Çılgınca gevezelik eden Sidina, yerde yatan ejderin cesedini görünce ağzını kapattı. Durumu hemen anlamış gibi solgun bir yüzle koşarak Max'i kontrol etti.

"Max, iyi misin? Yaralandın mı...”

"Ben iyiyim. Hemen peşimden gelen Yurixion sayesinde tek bir saç telim bile zarar görmedi.” dedi koluyla canavarın kanını yüzünden silerken. Bu sözlerin doğru olduğunu doğrulamak istercesine bedenini inceleyen Sidina, Kuahel'e döndü.

"Bu nasıl oldu? Lord Leon neden buradasınız? Balbon'un ortasında bir canavar nasıl belirir...”

"Açıklama yapmakla yükümlü değilim."

Soru yağmuru hoş karşılamayan rahip, soğuk bir tavırla onun sözünü kesti.

"Merakınızı kendi başınıza giderin."

Sonra temizliği astlarına bırakarak, aniden ara sokakta kayboldu. Şaşkın bir ifadeyle arkasından bakan Sidina, başını diğer rahiplere çevirdi. Ama onlar da nazikçe açıklamaya istekli görünmüyorlardı.

Canavarın cesedini bir anda yakan paladinler hemen Kuahel'i takip ettiler. Sessizce arkasına bakan Yurixion küçük bir homurtu çıkardı.

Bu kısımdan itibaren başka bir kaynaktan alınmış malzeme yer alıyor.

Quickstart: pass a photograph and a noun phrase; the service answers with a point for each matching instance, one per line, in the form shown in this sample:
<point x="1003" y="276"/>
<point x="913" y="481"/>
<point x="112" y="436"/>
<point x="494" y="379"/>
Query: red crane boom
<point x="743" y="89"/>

“Rahip kılığına girdikleri öğrenilirse kilisenin prestiji düşer. Bu yüzden mümkün olduğunca sessizce halletmeye çalışacağım."

Max dalgın bir bakışla ejderin kalıntılarına baktı. Canavarların Osiria'nın büyük tapınağından büyülü taşları çalabilmelerinin nedeninin, içeriden bir işbirlikçi olması olabileceğini düşündü. Eğer öyleyse, bu, canavarın en az dört yıldır Büyük Tapınak'ta rahip olarak hareket ettiği anlamına geliyordu. Aniden, eski Katolik baş rahibinin ziyafet salonundan dışarı fırlaması aklına geldi. Balto Tarikatı aracılığıyla Osiria Tapınağı'na sızmış olabilirler miydi?

Eğer durum buysa, Katolik rahipler de Secto'nun büyülü taşını kaybetme sorumluluğundan kaçamayacaklardı. Bu gerçeği iyi kullanan papa, rakiplerinin saldırılarını etkili bir şekilde engelleyebilecekti.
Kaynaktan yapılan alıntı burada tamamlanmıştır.